Come gli altri uomini, gli Israeliti sono inclini all’errore e trascinati dalla tentazione di allontanarsi dalla loro strada ma, a differenza degli altri, essi sono ricondotti alla norma proprio da Dio, il seme fecondo, che conferisce loro la capacità di emanciparsi dal peccato, di liberarsi dai vincoli della condizione umana. In quest’ottica, la morte che attende gli Israeliti è portatrice di una liberazione che investe l’intero popolo: si tratta di affrontare la «guerra della conversione». Dio si offre con radicalità e pretende lo stesso, fino a portare quegli uomini a una scelta irreversibile.
Scoperto il prezzo del privilegio di Israele, però, viene da chiedersi: far parte del popolo eletto è una fortuna o una sventura?
È difficile pensare a una situazione del genere dalla prospettiva degli uomini di oggi; difficilissimo immaginare di potersi trovare di fronte alla scelta di compiere o meno un gesto così radicale: cosa fare, considerato che la decisione è inficiata proprio dall’inalienabile parzialità della condizione umana?
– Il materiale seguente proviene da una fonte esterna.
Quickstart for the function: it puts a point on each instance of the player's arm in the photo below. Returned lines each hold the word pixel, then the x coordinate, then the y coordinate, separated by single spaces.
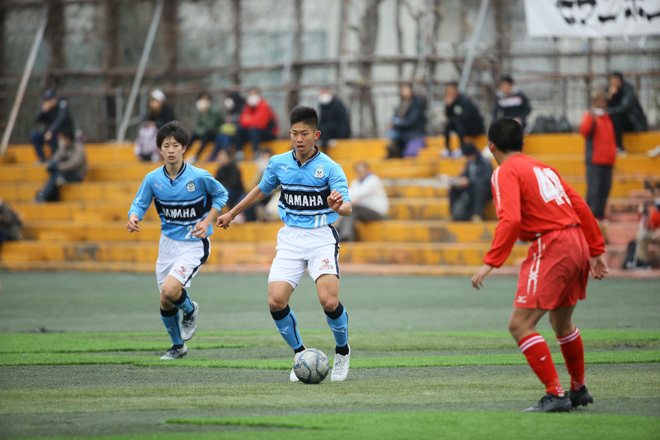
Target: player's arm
pixel 140 205
pixel 591 231
pixel 339 200
pixel 506 192
pixel 337 204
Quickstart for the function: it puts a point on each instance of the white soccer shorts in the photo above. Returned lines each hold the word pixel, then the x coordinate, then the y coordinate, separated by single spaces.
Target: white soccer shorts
pixel 299 249
pixel 181 259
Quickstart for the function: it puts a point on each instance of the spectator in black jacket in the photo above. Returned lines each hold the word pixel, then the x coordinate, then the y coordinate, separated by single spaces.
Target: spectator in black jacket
pixel 463 116
pixel 624 109
pixel 511 102
pixel 470 192
pixel 334 122
pixel 53 117
pixel 159 113
pixel 229 175
pixel 408 125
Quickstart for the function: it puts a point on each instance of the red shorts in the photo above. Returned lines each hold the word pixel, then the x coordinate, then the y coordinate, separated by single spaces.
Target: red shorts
pixel 555 272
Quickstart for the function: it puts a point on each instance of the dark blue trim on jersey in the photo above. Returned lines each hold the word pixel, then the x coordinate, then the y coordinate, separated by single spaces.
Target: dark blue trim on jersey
pixel 336 235
pixel 206 245
pixel 183 168
pixel 295 158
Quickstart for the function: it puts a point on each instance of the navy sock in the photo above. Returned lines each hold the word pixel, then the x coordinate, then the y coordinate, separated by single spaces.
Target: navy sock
pixel 172 325
pixel 338 321
pixel 287 325
pixel 184 303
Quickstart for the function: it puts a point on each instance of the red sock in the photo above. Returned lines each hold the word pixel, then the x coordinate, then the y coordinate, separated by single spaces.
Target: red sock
pixel 539 358
pixel 573 351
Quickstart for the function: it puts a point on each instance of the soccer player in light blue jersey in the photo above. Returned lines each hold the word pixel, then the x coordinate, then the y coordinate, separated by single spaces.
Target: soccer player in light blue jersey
pixel 314 195
pixel 188 201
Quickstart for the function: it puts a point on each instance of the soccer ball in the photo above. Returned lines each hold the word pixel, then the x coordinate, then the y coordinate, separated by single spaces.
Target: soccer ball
pixel 311 365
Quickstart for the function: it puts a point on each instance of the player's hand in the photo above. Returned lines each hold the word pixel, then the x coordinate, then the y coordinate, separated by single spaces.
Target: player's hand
pixel 335 200
pixel 598 266
pixel 132 225
pixel 201 228
pixel 224 221
pixel 480 274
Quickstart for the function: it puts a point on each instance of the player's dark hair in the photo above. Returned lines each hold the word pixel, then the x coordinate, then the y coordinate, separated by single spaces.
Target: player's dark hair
pixel 506 134
pixel 174 129
pixel 306 115
pixel 617 74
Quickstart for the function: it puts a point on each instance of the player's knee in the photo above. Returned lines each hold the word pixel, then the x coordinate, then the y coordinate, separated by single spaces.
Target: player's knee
pixel 329 304
pixel 170 292
pixel 276 304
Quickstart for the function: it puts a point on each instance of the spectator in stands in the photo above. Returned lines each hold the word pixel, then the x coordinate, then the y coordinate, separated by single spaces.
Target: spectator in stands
pixel 233 104
pixel 145 145
pixel 208 120
pixel 52 118
pixel 369 201
pixel 511 102
pixel 229 175
pixel 159 113
pixel 408 125
pixel 469 193
pixel 624 109
pixel 68 164
pixel 334 122
pixel 650 235
pixel 10 223
pixel 257 123
pixel 596 127
pixel 463 117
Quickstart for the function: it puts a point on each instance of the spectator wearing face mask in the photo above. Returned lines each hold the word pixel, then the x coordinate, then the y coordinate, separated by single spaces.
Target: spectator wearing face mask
pixel 208 121
pixel 334 122
pixel 68 164
pixel 233 105
pixel 53 117
pixel 257 122
pixel 159 113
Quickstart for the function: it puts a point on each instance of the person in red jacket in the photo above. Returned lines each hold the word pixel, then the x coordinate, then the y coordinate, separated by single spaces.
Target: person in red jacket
pixel 534 204
pixel 598 132
pixel 257 122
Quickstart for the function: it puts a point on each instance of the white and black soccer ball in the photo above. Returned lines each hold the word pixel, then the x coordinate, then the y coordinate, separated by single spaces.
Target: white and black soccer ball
pixel 311 365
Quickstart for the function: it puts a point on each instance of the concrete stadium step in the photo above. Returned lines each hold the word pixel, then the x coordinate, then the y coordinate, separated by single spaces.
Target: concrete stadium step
pixel 361 149
pixel 569 165
pixel 251 253
pixel 409 188
pixel 436 208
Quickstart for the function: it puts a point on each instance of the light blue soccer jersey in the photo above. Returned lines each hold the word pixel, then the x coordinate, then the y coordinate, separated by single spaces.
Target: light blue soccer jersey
pixel 181 203
pixel 305 188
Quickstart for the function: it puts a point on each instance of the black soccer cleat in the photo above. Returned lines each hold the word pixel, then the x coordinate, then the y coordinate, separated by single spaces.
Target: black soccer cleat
pixel 551 403
pixel 580 397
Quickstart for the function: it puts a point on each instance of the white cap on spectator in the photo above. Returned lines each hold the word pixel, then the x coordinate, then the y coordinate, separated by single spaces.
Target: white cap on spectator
pixel 158 95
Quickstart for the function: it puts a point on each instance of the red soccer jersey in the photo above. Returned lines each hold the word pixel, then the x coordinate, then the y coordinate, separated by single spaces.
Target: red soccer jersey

Impossibile che sia proprio l’uomo a rispondere, se si considera il suo essere un misterioso niente rispetto all’infinito; impossibile, perché l’umanità di cui siamo intrisi è una condizione ontologica, a partire dalla quale non si può discernere il nostro già limitato sistema percettivo.
Forse, in quest’ottica, la scelta di affiancarsi a un alleato così potente – la scelta della conversione – è conveniente, anche se costa il sacrificio di una generazione. Se il capitolo della vita umana, infatti, dovesse concludersi semplicemente con un tramonto, esso porterebbe a un buio disperato e spaventoso. Fortunatamente, la ragione è capace di far emergere il germe della contemplazione, con la quale l’uomo può ipotizzare l’aiuto di Dio che, come un giorno senza fine, investe l’umanità.